Municipalities

Hondarribia

At the beginning of the 19th century, the town had an elementary school for boys with an annual endowment of 4,400 reales and one for girls with 1,500 reales. About 100 boys attended the first school. The teacher lived in the house adjacent to the royal palace on the main square. By the mid-century, a second girls’ school was established in the Marina district, without any endowment. Serapio Múgica describes the state of education at the beginning of the 20th century:

“In the town center, there is a complete co-educational school, in a fine building constructed at the expense of the Guipuscoan philanthropist Pedro de Viteri; in the Marina district, there is a nursery school run by a female teacher, and another co-educational school also managed by a female teacher in the Jaizubía district. In Gurutze and Gaintxurizketa, two other private co-educational schools operate” (...).

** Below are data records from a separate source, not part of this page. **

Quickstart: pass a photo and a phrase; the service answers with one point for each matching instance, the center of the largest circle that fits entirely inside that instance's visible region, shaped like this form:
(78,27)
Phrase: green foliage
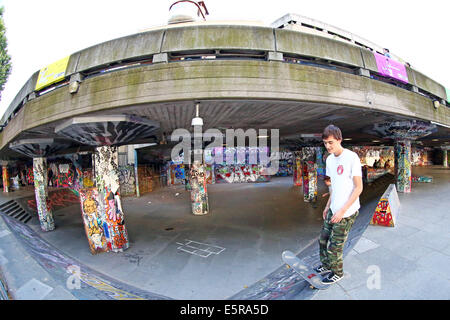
(5,59)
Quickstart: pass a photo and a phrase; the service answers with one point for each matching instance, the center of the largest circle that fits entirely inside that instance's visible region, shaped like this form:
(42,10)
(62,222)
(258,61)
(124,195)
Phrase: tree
(5,59)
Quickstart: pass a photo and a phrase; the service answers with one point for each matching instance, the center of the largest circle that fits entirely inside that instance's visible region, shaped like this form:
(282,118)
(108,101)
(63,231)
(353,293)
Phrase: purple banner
(391,68)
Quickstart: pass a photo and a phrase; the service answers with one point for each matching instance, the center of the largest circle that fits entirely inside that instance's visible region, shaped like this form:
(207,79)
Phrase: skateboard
(304,270)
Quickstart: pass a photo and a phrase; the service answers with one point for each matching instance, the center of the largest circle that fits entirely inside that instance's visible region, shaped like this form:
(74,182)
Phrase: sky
(44,31)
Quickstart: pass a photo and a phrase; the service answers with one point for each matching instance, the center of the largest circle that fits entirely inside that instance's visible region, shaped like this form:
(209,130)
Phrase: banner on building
(52,73)
(390,68)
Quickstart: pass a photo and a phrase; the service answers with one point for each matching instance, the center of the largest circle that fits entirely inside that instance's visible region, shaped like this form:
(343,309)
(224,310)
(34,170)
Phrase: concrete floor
(247,229)
(240,242)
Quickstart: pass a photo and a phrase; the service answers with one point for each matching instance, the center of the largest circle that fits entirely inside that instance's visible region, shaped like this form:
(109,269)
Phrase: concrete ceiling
(292,119)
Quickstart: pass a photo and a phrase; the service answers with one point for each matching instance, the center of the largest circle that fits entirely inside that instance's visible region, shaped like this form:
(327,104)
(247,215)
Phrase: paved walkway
(381,263)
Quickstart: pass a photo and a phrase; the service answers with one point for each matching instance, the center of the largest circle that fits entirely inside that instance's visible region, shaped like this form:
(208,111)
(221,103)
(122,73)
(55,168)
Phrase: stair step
(7,204)
(22,218)
(11,208)
(14,212)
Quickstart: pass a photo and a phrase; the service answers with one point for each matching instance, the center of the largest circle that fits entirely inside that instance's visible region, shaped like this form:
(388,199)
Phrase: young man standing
(344,168)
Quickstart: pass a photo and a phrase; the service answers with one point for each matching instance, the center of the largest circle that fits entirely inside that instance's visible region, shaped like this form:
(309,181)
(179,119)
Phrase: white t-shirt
(341,170)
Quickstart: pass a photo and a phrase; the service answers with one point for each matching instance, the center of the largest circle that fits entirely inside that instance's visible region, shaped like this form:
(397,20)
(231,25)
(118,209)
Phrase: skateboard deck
(304,270)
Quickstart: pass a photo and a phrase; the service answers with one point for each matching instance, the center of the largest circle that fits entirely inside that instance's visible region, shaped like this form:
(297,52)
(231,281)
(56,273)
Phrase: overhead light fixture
(440,124)
(436,104)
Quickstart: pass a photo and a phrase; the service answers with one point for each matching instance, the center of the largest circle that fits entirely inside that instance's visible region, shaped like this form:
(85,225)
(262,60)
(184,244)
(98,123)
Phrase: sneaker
(321,269)
(331,278)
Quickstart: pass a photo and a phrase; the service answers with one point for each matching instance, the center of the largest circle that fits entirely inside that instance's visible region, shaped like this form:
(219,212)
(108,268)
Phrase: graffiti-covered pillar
(309,174)
(297,168)
(136,173)
(445,158)
(199,194)
(5,176)
(41,193)
(402,154)
(105,160)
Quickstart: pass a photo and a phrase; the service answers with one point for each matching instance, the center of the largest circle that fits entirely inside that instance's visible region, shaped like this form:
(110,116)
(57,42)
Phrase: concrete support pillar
(187,174)
(445,160)
(199,194)
(297,168)
(136,173)
(309,174)
(402,154)
(41,193)
(105,160)
(5,176)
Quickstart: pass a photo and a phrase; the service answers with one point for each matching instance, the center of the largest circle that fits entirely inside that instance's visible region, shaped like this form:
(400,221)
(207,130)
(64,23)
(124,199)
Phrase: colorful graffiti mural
(425,179)
(387,209)
(240,173)
(57,200)
(402,149)
(199,195)
(5,177)
(145,179)
(40,188)
(309,174)
(30,176)
(107,181)
(297,171)
(177,175)
(93,224)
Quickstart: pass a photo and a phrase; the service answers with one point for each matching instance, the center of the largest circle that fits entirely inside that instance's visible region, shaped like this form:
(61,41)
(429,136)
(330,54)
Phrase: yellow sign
(52,73)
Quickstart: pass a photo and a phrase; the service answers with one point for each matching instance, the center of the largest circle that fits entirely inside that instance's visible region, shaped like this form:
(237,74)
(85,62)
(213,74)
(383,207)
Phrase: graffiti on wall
(30,176)
(297,170)
(145,179)
(40,188)
(108,186)
(93,224)
(239,173)
(387,209)
(57,200)
(177,174)
(199,195)
(402,151)
(5,177)
(127,181)
(309,174)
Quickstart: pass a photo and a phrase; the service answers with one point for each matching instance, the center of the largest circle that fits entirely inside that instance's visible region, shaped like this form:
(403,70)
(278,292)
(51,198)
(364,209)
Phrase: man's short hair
(332,130)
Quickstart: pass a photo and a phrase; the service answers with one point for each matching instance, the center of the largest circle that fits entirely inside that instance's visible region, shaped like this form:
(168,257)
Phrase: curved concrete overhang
(249,84)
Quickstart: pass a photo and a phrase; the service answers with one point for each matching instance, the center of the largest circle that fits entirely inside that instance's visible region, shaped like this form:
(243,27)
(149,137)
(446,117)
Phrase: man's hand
(337,217)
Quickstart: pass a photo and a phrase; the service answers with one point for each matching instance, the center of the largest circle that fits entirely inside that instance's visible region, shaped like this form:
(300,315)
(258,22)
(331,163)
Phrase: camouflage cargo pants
(332,240)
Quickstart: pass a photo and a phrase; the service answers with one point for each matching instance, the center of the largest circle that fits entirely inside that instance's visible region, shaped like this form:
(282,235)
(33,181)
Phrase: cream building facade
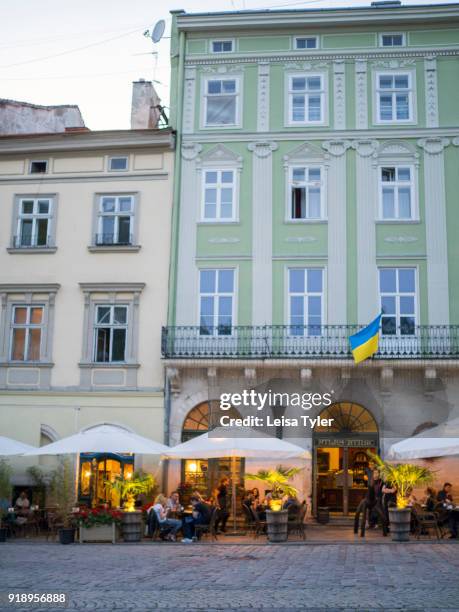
(84,264)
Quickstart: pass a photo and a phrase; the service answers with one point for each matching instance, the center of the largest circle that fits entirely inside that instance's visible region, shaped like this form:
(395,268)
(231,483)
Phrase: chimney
(144,111)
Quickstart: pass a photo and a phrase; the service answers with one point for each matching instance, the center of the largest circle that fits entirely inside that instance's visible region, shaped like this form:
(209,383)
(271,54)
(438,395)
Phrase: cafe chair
(423,521)
(209,529)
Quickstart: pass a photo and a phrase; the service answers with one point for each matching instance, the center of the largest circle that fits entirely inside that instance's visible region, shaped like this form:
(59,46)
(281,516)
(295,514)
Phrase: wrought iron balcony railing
(32,241)
(113,240)
(313,342)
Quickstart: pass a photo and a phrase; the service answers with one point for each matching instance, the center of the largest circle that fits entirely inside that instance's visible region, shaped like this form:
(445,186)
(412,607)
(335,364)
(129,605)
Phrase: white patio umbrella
(440,441)
(102,439)
(9,447)
(253,444)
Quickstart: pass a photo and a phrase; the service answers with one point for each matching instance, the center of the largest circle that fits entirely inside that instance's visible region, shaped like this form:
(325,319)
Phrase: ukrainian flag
(364,343)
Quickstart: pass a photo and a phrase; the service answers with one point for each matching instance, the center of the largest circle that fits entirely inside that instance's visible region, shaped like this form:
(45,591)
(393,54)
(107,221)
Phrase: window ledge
(305,221)
(119,365)
(219,223)
(31,250)
(115,248)
(398,221)
(26,364)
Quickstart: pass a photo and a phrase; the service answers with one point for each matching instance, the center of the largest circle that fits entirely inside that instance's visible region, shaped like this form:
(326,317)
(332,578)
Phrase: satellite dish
(158,30)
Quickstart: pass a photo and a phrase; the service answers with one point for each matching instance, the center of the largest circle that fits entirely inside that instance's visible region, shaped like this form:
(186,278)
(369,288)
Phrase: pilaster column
(361,95)
(337,248)
(339,95)
(187,290)
(262,231)
(436,237)
(263,97)
(189,97)
(366,192)
(430,70)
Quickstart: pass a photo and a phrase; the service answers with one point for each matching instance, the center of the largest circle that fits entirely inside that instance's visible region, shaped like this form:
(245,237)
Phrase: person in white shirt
(161,510)
(22,504)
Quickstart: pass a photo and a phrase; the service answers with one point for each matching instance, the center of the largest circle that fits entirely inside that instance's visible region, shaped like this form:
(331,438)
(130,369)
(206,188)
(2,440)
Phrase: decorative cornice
(223,68)
(223,240)
(307,66)
(294,239)
(393,63)
(433,146)
(365,148)
(190,150)
(112,287)
(29,287)
(219,154)
(400,239)
(262,148)
(317,57)
(337,148)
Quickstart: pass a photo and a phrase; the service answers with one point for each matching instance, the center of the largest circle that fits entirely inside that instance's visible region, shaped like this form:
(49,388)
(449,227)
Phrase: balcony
(113,240)
(297,342)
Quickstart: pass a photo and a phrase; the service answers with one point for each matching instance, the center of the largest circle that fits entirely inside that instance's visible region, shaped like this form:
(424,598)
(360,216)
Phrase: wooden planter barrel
(400,520)
(277,525)
(132,526)
(98,533)
(323,515)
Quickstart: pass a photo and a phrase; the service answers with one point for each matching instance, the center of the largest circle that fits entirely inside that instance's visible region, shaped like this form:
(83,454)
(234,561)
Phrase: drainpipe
(177,177)
(167,416)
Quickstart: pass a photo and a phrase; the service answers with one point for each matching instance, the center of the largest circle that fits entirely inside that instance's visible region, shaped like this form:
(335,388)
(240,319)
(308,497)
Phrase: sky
(88,52)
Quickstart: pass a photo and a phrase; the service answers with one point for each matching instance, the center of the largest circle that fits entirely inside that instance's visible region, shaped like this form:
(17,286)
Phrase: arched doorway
(340,460)
(199,474)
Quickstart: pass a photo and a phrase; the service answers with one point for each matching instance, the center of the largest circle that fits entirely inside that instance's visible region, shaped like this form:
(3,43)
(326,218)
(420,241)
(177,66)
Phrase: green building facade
(316,185)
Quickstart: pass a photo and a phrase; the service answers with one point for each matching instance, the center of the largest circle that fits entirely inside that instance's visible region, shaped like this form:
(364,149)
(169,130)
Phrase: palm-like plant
(404,477)
(277,480)
(129,488)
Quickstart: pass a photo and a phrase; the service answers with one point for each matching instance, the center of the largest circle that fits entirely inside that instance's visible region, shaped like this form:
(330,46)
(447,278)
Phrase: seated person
(22,504)
(173,503)
(161,510)
(445,497)
(292,505)
(200,516)
(429,500)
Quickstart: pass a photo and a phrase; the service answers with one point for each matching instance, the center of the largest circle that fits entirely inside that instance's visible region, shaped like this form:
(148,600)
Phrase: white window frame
(288,211)
(234,295)
(411,97)
(413,194)
(112,157)
(222,40)
(323,93)
(28,326)
(303,36)
(34,216)
(112,326)
(219,185)
(288,294)
(397,296)
(116,214)
(402,34)
(39,161)
(238,95)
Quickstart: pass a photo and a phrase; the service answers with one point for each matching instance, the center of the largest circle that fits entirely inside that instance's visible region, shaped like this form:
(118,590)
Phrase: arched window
(348,418)
(197,421)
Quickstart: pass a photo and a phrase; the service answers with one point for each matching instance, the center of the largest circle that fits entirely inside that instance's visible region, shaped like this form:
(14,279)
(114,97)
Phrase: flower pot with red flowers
(99,525)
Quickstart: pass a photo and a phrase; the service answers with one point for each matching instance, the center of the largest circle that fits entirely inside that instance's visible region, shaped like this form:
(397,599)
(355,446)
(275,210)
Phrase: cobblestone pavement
(161,576)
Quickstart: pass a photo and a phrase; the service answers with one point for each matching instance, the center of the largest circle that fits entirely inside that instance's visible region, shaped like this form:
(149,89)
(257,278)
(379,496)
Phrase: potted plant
(278,482)
(98,524)
(404,477)
(129,488)
(5,495)
(62,489)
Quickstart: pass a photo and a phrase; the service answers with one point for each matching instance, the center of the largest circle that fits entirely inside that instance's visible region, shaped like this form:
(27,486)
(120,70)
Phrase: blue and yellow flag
(364,343)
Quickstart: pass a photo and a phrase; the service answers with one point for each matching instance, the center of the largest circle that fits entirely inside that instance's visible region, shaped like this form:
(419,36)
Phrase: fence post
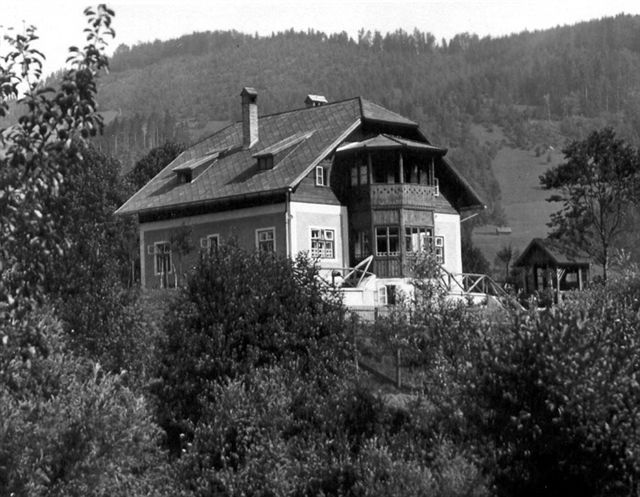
(398,373)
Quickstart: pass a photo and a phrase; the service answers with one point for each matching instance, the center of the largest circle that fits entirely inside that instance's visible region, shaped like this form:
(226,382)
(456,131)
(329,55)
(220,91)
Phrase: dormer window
(185,176)
(265,162)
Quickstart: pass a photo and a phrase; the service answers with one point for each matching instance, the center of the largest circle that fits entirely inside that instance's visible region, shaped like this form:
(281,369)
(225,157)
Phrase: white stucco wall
(448,226)
(305,216)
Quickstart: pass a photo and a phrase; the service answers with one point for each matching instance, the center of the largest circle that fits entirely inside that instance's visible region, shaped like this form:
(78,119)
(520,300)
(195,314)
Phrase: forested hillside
(181,89)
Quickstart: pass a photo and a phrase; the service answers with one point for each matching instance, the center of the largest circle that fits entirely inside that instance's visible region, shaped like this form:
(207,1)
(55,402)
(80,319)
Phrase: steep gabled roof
(301,137)
(297,140)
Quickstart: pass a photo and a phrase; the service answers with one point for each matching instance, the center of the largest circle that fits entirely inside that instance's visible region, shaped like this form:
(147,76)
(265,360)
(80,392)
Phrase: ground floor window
(162,257)
(210,243)
(323,243)
(418,239)
(387,240)
(266,240)
(361,245)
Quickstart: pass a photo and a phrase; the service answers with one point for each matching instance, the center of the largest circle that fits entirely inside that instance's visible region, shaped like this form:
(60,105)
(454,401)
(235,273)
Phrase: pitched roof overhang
(389,142)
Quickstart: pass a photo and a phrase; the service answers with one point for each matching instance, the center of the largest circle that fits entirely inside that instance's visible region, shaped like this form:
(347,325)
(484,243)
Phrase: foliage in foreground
(242,310)
(68,427)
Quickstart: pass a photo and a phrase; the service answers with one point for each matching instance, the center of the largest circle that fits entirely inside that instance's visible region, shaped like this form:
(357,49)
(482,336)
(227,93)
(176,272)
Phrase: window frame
(323,240)
(205,241)
(387,236)
(320,176)
(157,254)
(271,229)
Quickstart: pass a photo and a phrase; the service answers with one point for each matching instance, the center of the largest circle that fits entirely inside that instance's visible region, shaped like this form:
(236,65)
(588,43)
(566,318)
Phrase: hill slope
(580,77)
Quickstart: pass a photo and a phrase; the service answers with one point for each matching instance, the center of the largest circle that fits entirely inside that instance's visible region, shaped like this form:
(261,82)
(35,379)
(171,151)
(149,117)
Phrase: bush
(240,311)
(557,397)
(68,428)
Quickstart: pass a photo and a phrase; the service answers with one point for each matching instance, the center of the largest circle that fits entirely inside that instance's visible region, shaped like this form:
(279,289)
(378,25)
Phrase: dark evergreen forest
(183,89)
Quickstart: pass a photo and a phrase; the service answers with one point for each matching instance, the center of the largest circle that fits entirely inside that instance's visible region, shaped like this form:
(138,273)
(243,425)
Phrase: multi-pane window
(323,243)
(359,174)
(438,248)
(387,240)
(266,240)
(417,239)
(361,246)
(210,243)
(162,257)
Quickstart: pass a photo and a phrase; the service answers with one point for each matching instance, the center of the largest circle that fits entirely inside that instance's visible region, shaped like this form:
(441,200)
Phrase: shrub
(68,428)
(240,311)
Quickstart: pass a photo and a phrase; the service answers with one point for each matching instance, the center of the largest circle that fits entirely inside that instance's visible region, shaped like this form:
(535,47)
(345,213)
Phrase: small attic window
(184,176)
(265,162)
(320,179)
(315,100)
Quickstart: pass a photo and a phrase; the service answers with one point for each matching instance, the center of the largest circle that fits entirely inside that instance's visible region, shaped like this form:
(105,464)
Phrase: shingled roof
(554,253)
(297,140)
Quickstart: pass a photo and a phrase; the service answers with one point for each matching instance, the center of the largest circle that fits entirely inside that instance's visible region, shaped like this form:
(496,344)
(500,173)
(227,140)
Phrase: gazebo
(549,265)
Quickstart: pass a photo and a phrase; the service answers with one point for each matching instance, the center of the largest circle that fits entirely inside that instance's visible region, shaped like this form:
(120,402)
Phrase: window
(361,245)
(363,174)
(387,240)
(266,240)
(162,257)
(265,162)
(323,243)
(354,176)
(415,238)
(438,248)
(382,295)
(210,242)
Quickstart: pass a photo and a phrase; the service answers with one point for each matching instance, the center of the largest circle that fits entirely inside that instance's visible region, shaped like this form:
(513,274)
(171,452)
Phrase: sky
(60,22)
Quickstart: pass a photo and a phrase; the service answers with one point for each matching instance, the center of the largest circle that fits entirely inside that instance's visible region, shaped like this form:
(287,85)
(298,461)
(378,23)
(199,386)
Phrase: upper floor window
(387,240)
(323,243)
(359,174)
(162,258)
(266,240)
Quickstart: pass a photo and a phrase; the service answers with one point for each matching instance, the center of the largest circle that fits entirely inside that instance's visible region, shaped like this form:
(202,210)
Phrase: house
(549,265)
(346,181)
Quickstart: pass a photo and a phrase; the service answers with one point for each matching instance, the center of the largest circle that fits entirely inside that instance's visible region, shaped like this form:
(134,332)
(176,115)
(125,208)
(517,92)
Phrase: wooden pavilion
(549,265)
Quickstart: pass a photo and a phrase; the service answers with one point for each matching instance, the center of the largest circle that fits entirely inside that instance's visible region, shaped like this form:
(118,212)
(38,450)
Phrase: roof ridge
(298,109)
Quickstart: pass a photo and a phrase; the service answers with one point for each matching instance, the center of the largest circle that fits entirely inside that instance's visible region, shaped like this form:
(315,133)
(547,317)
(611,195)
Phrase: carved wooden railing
(403,194)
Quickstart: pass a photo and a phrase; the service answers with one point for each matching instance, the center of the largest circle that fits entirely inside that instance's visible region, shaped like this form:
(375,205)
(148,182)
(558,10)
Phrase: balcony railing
(403,194)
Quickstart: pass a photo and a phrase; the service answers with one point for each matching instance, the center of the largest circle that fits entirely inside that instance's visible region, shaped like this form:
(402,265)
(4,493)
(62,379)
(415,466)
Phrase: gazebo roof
(542,252)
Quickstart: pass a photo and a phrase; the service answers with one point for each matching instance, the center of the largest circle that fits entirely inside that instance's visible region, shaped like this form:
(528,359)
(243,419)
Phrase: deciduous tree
(596,186)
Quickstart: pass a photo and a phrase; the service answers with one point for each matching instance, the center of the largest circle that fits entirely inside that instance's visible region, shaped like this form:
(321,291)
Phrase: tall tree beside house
(596,185)
(152,163)
(68,427)
(38,149)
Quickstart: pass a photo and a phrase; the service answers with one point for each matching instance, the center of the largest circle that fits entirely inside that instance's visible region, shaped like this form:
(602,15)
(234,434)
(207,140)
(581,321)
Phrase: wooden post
(580,279)
(398,374)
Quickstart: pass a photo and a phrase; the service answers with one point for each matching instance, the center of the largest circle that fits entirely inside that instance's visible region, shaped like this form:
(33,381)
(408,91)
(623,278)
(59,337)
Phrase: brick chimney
(315,100)
(249,117)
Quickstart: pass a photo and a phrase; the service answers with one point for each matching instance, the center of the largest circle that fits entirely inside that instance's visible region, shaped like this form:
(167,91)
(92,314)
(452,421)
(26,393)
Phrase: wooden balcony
(405,195)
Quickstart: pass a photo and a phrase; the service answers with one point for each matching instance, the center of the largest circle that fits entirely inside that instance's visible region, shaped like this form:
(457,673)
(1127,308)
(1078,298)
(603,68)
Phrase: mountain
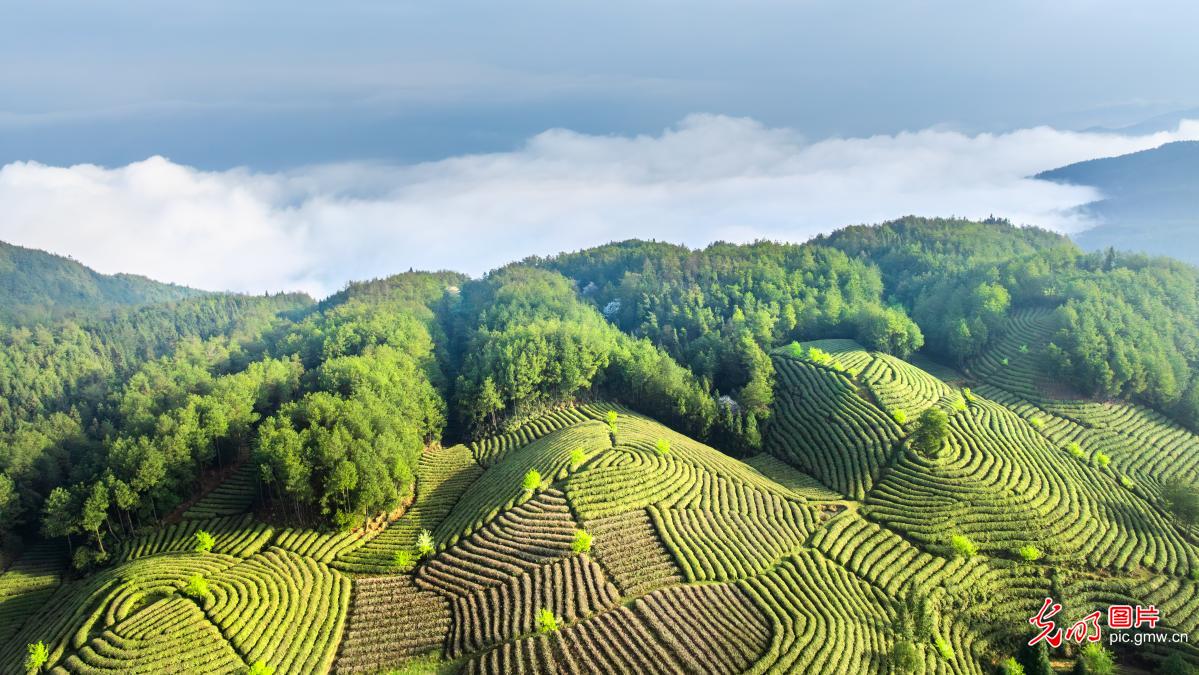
(1151,200)
(874,452)
(36,285)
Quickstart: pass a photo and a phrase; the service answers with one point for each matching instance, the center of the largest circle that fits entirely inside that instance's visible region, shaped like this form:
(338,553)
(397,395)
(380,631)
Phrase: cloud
(709,178)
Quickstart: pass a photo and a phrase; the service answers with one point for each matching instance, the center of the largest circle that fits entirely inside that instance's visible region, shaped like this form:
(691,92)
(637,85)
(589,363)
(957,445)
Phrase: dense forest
(110,422)
(37,287)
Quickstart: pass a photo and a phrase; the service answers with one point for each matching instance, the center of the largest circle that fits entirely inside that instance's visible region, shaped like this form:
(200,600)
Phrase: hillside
(875,452)
(36,285)
(1151,200)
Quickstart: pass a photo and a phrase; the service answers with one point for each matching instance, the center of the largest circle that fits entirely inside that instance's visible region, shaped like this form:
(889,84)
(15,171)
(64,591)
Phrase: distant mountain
(37,285)
(1151,200)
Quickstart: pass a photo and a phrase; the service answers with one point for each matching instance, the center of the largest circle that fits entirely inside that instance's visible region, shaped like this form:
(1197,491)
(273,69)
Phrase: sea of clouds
(708,178)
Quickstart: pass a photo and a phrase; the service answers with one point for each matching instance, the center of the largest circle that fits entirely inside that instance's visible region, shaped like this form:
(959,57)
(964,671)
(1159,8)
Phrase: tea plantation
(596,540)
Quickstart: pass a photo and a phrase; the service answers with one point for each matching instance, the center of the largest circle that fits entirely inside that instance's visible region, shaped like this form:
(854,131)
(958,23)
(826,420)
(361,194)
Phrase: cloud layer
(709,178)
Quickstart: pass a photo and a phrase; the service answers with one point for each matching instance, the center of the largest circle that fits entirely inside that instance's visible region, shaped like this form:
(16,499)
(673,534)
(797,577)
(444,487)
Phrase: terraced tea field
(578,543)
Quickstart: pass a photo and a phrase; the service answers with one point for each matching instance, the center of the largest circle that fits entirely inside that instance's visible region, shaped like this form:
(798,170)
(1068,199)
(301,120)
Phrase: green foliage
(582,542)
(425,544)
(944,649)
(1182,499)
(531,481)
(402,560)
(204,542)
(932,432)
(904,657)
(1036,660)
(197,586)
(546,621)
(1097,660)
(578,456)
(963,547)
(36,657)
(1175,664)
(1029,553)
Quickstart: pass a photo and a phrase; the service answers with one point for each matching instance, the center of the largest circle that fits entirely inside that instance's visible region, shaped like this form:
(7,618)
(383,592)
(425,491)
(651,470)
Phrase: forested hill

Apart from three religious orders — the Capuchin Fathers, the Betharramites, and the Sacred Hearts — who instruct numerous students and prepare them for their sacred mission, there are four colleges run by nuns: the Daughters of the Cross, the Servants of Mary, the Ursulines of Pau, who have occupied for years the magnificent building of the former Hotel Miramar, and the Ladies of Saint Maur” (...). “All the communities of the mentioned convents and colleges, except for the Capuchin Fathers, are French and settled in Fuenterrabía following the expulsion decreed in the neighboring nation by Waldeck-Rousseau in July 1901.”